“Terry? Terry Lynn? Gosh, girl, I haven’t seen you in ages! How are you?

“Oh, hi, Susan. I’m doing okay, I guess.”

“You guess? That doesn’t sound too convincing.”

“Yeah, well, I just lost my job. Plus, I’m still trying to get over my marriage breaking up. Irreconcilable differences, you know?”

“You want to talk about it?”

“I suppose I should talk to someone about it. I thought I had a great marriage, but it all boiled down to that age-old problem.”

“Concerts, eh?”

“You got it. We could never see eye-to-eye on which shows we wanted to catch. I’d want to see Pere Ubu and he’d want to see Low and Eddie Palmieri. We could never agree on anything.”

“That’s too bad.”

“Uh, uh.
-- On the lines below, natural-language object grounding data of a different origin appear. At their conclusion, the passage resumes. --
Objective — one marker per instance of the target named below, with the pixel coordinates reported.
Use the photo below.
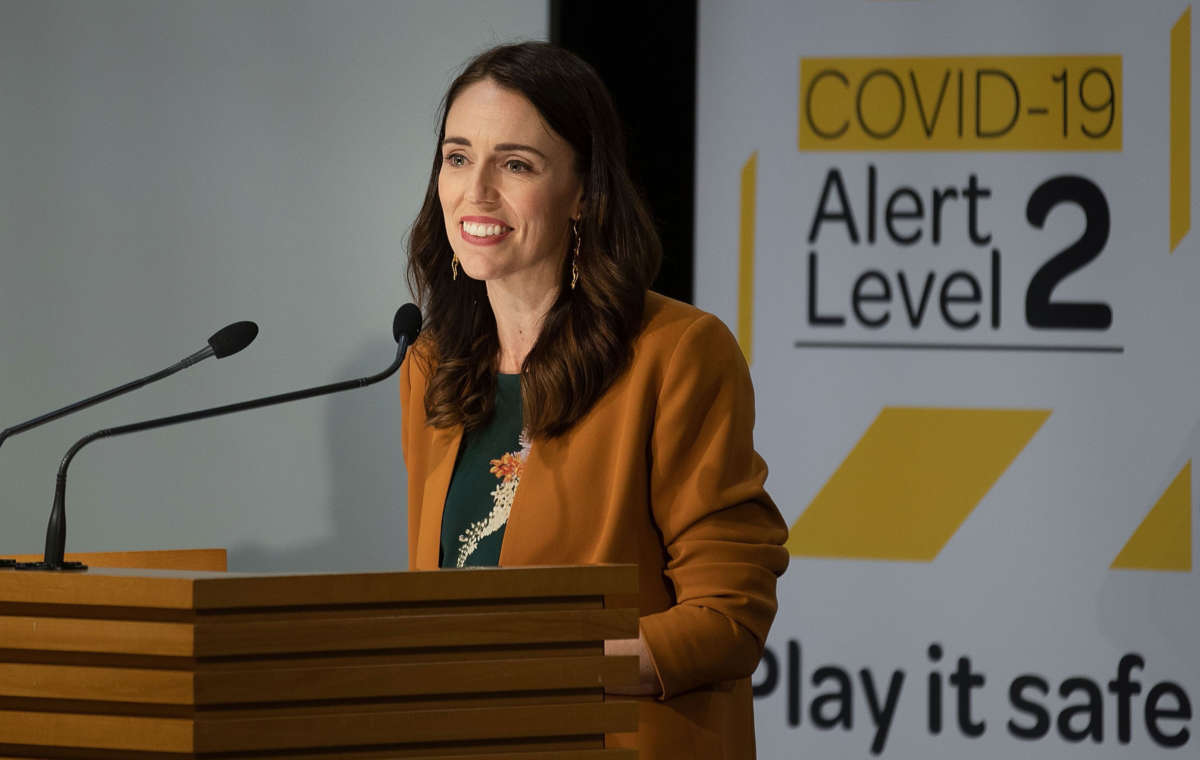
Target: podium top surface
(191, 590)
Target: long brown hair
(586, 339)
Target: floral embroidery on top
(508, 468)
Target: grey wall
(169, 167)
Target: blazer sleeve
(723, 533)
(412, 420)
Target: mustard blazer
(661, 473)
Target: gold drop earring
(575, 258)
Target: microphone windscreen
(233, 337)
(407, 323)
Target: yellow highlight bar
(1024, 102)
(1181, 129)
(1163, 540)
(911, 480)
(745, 256)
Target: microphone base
(45, 566)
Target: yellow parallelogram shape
(1163, 540)
(911, 480)
(745, 256)
(1181, 129)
Like that time he came home with tickets for John Tesh. I mean, I told him I wanted to see Slayer instead, but he just didn’t pay attention.”

“What did you do?”

“I did what anybody would do. I flicked my Bic and set his beard on fire.”
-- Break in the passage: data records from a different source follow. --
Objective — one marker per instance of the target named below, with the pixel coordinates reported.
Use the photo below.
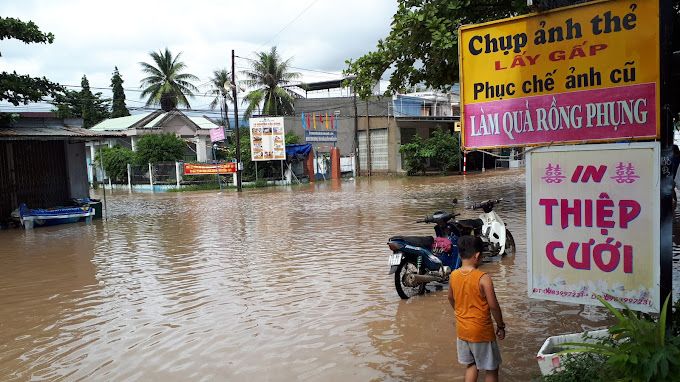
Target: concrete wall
(76, 169)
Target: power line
(289, 24)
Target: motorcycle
(418, 260)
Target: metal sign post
(666, 14)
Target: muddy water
(277, 284)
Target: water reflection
(272, 284)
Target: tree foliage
(118, 108)
(268, 75)
(220, 87)
(293, 139)
(154, 148)
(21, 88)
(640, 348)
(166, 84)
(115, 161)
(92, 108)
(441, 151)
(422, 46)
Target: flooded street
(274, 284)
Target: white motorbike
(490, 227)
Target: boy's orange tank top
(473, 317)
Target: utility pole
(356, 135)
(368, 141)
(238, 134)
(665, 92)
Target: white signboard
(593, 224)
(267, 139)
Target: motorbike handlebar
(485, 203)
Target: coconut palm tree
(220, 86)
(268, 76)
(166, 85)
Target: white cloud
(91, 37)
“Really? I’ll bet that taught him a lesson.”

“I wish. Because the next day I told him I wanted to go to the Supertramp show, but did he listen? Oh, no. Instead, he went out and bought tickets for Maxwell playing on the same night. That’s when I flicked my Bic and tossed a Molotov cocktail in his car. Ha! You should have seen that sucker go. Whooosh!”

“I got to admit, I’ve wanted to do that to my husband Herbie at times.”

“Take it from me, it’s good for the old self-esteem.”

“I’ll bet. Is that when he moved out?”

“No. That didn’t come until later. You see, for the last few months I kept telling him I wanted to see the Vans Warped Tour. In fact, that’s all I talked about. The extreme sports, the bands like Mighty Mighty Bosstones, Bad Religion and Reel Big Fish. So what did he do? He went out and bought tickets for Ozzfest. I mean, if I wanted to see Ozzy, I’d watch MTV.”

“That must have been hard to take.”

“That’s when I sneaked down to his office one Saturday morning before sunrise with a can of gasoline. One flick of the old Bic and the sky lit up for miles.”

“Gee, Terry Lynn, that sounds like a terrible marriage.”

“But that ain’t the half of it. Then he had the gall to write me a letter. He said that he’d take me to any show I wanted, including Galactic and Patty Griffin. But I wasn’t buying it. I had enough of his lies and deceit. So I took that letter and -“

“You flicked?”

“The Bic. And watched all his empty promises go up in smoke.”

“Sounds like you’re better off without him. Wait a minute. Didn’t you say you just lost your job? That’s terrible. No marriage, no income. I’m so sorry for you.”

“It’s okay, I guess. I’ll pull through like I always do. Besides…”

“Besides what?”

“That job I had with the U.S. Forest Service wasn’t all it was cracked up to be.”